The Russians said that the commission had not acted swiftly or decisively enough and the disease had now spread 250 km into the Baltic region through the wild boar population.
The Russians said that there should have been a mass cull of wold board to prevent the rapid spread.
However, a letter from the commission from Ladislav Miko calling for the situation to return to pre-ban trade and calling for inspections of meat plants to help reopen trade was welcomed by Rosselkhoznador.
The letter also spelt out measures for greater cooperation between the two sides to control African swine fever and to fight against fraud.
The easing of relationships and the smoothing of the path towards a reopening of the pig meat market in particular has been welcomed by the European meat sector.
The European Livestock and Meat Trades Union (UECBV), said it welcomed these outcomes, a result of months of dialogue, as the first concrete agreement between EU and Russia on improving their trade relationship in the livestock sector.
“They have the potential to restore confidence between the two regions and to provide support to the EU pork market,” UECBV said.
“Thanks to this constructive dialogue the EU pig farmers and pork industry may restore up to around 40 per cent of the exports to Russia.
“EU Member States, as a first step, without prejudice to the Russian embargo implemented last August, will now start working on the technical specifications for a resumption of the export of some specific products.”
UECBV added that the achievement would have been impossible without the efficiency of DG SANTE negotiators, and is the result of substantial and long efforts.
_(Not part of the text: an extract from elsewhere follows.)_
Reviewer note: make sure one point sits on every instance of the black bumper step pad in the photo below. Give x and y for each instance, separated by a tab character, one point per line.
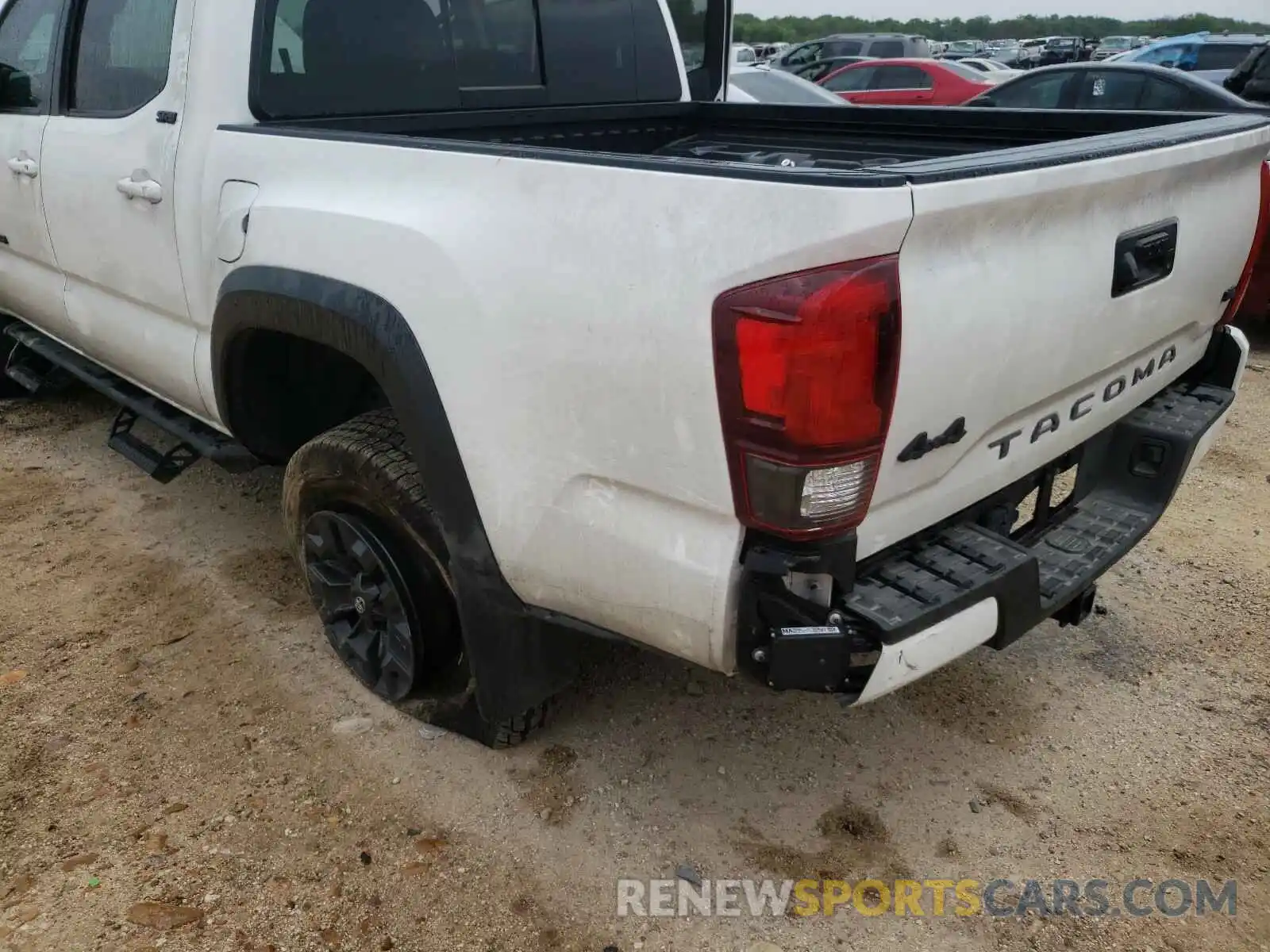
1127	478
197	440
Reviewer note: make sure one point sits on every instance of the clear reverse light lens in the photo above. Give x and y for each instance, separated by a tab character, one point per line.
832	494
“UECBV also hopes that the achievement will open the door to a final agreement on the SPS issues for the pork sector, aiming at restoring sustainable trade.
“Since January 2014, EU Member States have not been allowed to certify live pigs and the products thereof for export to Russia due to a technical issue regarding the veterinary certificate caused by the occurrence of African swine fever in certain Member States (Baltic States, Poland),” the meat industry organisation said.
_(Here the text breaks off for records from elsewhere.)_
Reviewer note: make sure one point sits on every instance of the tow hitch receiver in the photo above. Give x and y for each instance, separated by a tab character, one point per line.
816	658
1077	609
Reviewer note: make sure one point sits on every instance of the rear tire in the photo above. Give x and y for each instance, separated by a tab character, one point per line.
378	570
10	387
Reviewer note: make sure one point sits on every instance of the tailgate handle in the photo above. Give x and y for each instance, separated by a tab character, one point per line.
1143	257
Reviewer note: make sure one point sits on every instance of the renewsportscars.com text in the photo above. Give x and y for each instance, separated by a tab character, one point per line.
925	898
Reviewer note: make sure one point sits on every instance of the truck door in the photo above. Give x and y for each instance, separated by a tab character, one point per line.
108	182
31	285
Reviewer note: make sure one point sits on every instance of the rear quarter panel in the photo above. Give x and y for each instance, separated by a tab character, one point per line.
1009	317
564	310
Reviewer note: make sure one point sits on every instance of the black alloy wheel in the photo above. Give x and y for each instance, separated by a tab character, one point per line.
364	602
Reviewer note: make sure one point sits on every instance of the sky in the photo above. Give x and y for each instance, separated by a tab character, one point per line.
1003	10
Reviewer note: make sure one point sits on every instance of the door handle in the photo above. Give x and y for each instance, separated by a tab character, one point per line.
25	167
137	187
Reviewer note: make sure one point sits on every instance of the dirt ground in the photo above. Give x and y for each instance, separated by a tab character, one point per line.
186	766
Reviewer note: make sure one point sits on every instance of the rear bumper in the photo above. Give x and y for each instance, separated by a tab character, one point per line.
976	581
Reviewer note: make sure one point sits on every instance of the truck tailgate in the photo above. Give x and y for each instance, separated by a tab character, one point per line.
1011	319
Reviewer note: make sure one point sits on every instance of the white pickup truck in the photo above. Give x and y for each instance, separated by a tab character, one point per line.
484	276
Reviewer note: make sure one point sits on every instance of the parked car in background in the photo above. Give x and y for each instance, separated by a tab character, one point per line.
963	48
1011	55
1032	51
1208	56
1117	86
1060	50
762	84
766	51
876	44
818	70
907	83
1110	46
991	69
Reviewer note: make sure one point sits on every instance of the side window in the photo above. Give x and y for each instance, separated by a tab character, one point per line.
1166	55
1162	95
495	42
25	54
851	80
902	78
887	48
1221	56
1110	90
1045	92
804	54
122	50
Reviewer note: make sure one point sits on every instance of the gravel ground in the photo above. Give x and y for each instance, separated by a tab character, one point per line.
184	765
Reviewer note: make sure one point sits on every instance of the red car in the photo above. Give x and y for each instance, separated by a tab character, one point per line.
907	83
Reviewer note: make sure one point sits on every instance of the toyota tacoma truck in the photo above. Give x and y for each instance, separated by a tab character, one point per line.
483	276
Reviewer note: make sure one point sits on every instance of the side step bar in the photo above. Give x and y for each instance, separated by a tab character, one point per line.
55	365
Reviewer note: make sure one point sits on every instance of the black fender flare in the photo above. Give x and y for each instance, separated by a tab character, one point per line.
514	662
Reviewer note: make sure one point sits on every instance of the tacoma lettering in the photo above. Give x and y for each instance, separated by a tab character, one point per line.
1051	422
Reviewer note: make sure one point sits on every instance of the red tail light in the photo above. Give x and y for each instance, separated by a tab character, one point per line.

The EU pig farmers and pork industry lost revenue and turnover because of SPS barriers for export to Russia that, in 2013, absorbed around 25 per cent of the EU pork sector exports or three of the EU pork production.
The breakthrough has also been applauded by the French agriculture minister, Stéphan Le Foll.
He said: “The health organisation and expertise of French scientist widely recognised internationally, have contributed significantly to the progress of negotiations.”
He said the agreement could eventually reopen trade work €100 million to the French pig sector.
However, he said he was still calling on the European Commissioner Hogan to bring in private storage to ease the immediate plight of French pig farmers and he said he would raise the issue at the next meeting of the Council of Ministers.
Mr Le Foll said he remained committed to make every effort, both at national and European level, to limit the impact of the Russian embargo on other French agricultural sectors.